For weeks, the COVID-19 subvariant EG.5.1, unofficially nicknamed “Eris,” dominated the news. Shortly after, headlines about BA.2.86, also known as “Pirola,” quickly arose. As word of new subvariants seems to spread infectiously through the media almost as rapidly as viral transmission itself, keeping up with all the new letters and Greek names can be overwhelming.
Yale School of Public Health’s Grubaugh Lab describes Anne Hahn, PhD, a postdoctoral associate who leads the Yale SARS-CoV-2 Genomic Surveillance Initiative, as the “variant hunter.” (She and her colleagues prefer not to use the new subvariants’ unofficial names to avoid further confusion if the World Health Organization (WHO) decides to assign them an official Greek letter.) Using nasal swabs obtained from routine patient testing at Yale New Haven Hospital, the team at the Yale School of Public Health sequences the genomes of the latest viruses and scours the letters of RNA code for any mutations of concern. While both EG.5.1 and BA.2.86 contain mutations that may help them evade the immune system, she isn’t sounding any alarm bells yet.
“Previously, before much of the population had some form of immunity, a new variant meant a new wave of infections. It’s a very different situation now,” says Hahn. “We see a lot of variants that could possibly be concerning, but never really take off. So it’s a bit hard to say at this point how dangerous these new variants are.”
EG.5.1 not considered a significant threat
EG.5.1 is an offshoot of an earlier Omicron subvariant known as XBB.1.9, a close relative to the XBB.1.5 that has been dominant since December 2022. It caught the attention of researchers because of two significant mutations in its spike protein that allow the virus to escape the body’s defenses. And in the weeks following its detection, the subvariant spread more rapidly than other lineages. “That’s why scientists thought it might have a big advantage compared to other variants and could be problematic,” Hahn explains. But now, more than a month in, experts feel more assured that EG.5.1 is not a substantial threat.
Is BA.2.86 cause for worry?
On the other hand, BA.2.86, says Hahn, is the much more interesting subvariant. It evolved from an Omicron BA.2 sublineage that was dominant way back in early 2022. “It’s derived from a subvariant that is very old and isn’t circulating anywhere in the world anymore,” says Hahn. “So it was surprising to see where it came from.”
This latest subvariant was first detected by surveillance labs in Israel and Denmark. Soon after, it popped up in labs in England, South Africa, and the United States. It has since been detected in wastewater in New York City. “It’s not in our samples [in New Haven] yet, but it’s at our doorstep,” says Hahn.
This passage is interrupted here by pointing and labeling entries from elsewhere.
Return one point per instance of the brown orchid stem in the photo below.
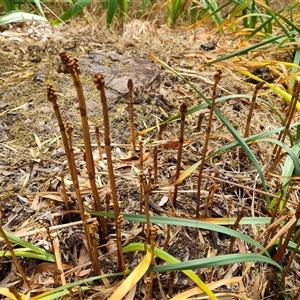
(72, 66)
(14, 257)
(100, 84)
(52, 97)
(131, 116)
(183, 110)
(217, 78)
(252, 105)
(155, 168)
(98, 140)
(65, 196)
(289, 118)
(92, 250)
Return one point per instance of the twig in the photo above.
(183, 110)
(217, 78)
(100, 84)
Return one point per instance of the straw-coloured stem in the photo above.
(14, 257)
(131, 117)
(72, 66)
(183, 110)
(100, 84)
(252, 105)
(217, 78)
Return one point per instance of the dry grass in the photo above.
(32, 155)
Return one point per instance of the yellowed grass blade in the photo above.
(7, 293)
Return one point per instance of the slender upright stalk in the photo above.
(97, 134)
(65, 196)
(52, 97)
(14, 257)
(289, 118)
(248, 123)
(131, 117)
(183, 110)
(217, 78)
(92, 250)
(72, 66)
(100, 84)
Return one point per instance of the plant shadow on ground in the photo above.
(33, 158)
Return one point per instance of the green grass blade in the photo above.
(8, 5)
(49, 295)
(184, 222)
(25, 252)
(171, 260)
(38, 5)
(230, 128)
(245, 50)
(17, 16)
(111, 11)
(215, 261)
(18, 241)
(72, 11)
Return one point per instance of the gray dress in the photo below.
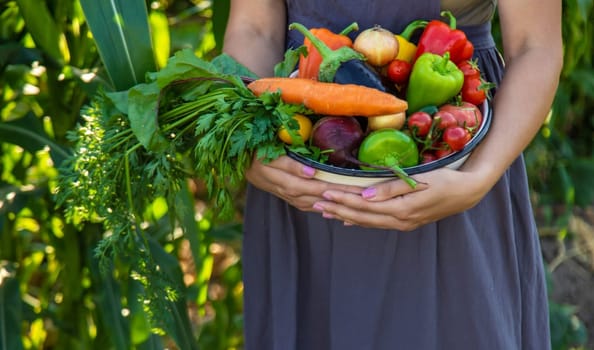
(471, 281)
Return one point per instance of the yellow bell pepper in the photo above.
(406, 49)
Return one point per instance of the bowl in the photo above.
(358, 177)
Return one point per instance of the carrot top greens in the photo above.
(192, 119)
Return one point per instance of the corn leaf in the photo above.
(108, 300)
(43, 29)
(10, 310)
(28, 133)
(123, 37)
(161, 37)
(180, 328)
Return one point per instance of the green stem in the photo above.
(451, 17)
(404, 176)
(412, 27)
(353, 26)
(331, 59)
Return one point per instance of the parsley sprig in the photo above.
(192, 119)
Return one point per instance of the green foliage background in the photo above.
(52, 291)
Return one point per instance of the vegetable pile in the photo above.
(207, 120)
(435, 77)
(391, 105)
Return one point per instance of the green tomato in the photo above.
(388, 148)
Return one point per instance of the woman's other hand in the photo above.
(293, 182)
(395, 205)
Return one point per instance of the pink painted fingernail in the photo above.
(318, 207)
(309, 171)
(369, 192)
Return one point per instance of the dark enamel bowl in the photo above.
(360, 177)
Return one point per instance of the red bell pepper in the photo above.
(439, 38)
(309, 66)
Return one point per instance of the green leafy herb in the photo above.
(192, 119)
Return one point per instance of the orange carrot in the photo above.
(331, 98)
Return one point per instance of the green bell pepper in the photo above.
(434, 80)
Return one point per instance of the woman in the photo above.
(453, 264)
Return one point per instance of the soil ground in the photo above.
(571, 266)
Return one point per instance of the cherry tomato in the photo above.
(446, 119)
(467, 114)
(456, 137)
(473, 91)
(419, 123)
(470, 69)
(442, 151)
(399, 71)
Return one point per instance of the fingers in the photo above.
(292, 182)
(390, 189)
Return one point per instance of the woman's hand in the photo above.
(293, 182)
(395, 205)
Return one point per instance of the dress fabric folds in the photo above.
(471, 281)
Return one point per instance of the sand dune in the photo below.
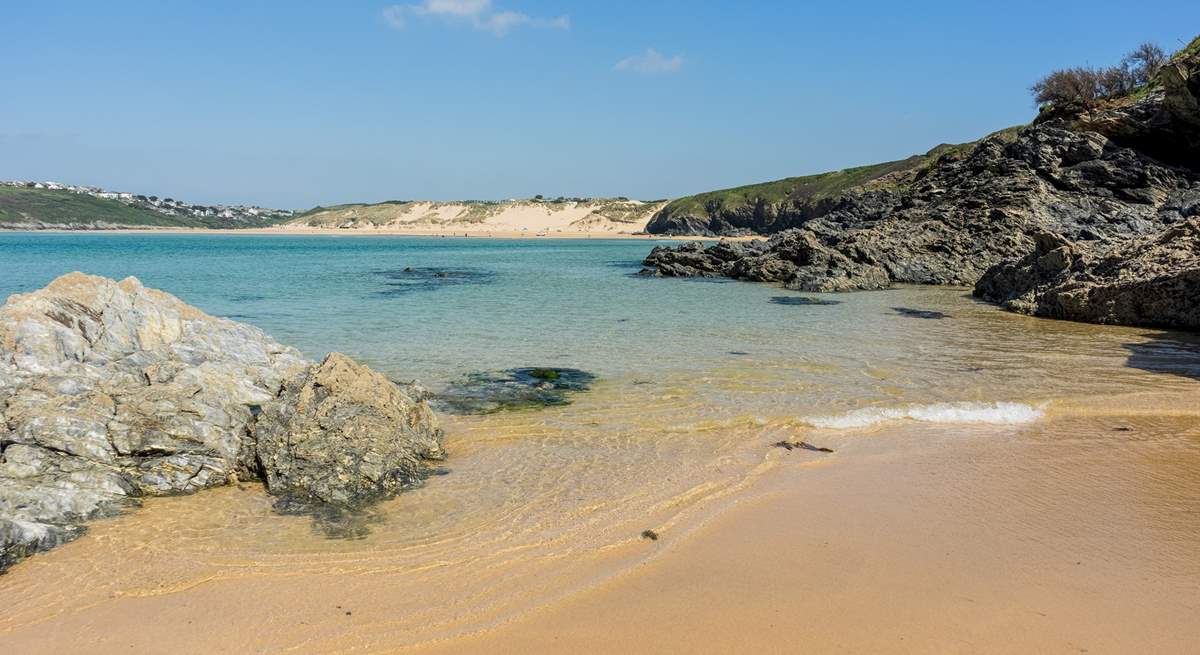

Researchers expect the new COVID-19 boosters that are arriving this fall to be effective against EG.5.1. But with almost 30 mutations on BA.2.86’s spike protein, there is concern that this subvariant may be able to more easily evade the immunity acquired from the jab. “If this BA.2.86 really takes off and is competitive with these other lineages, this could mean that many people might be reinfected because it just looks very different from what their immune systems recognize from previous vaccines or infections,” says Hahn.
It is still too early to know if BA.2.86 will cause a significant wave of infections. But as winter approaches, Hahn says that getting a booster is a good idea to improve your protection. “Even if this other variant takes over, it’s always good to boost your immunity as we enter a season where you will almost certainly encounter the (SARS-CoV-2) virus a couple of times,” she says. “It’s better to be prepared.” Also, Hahn says, regardless of which variant might emerge now or in the future, methods to reduce your risk of infection, as always, include staying home and testing when feeling sick and having a facemask handy for when you spend significant time indoors with many people.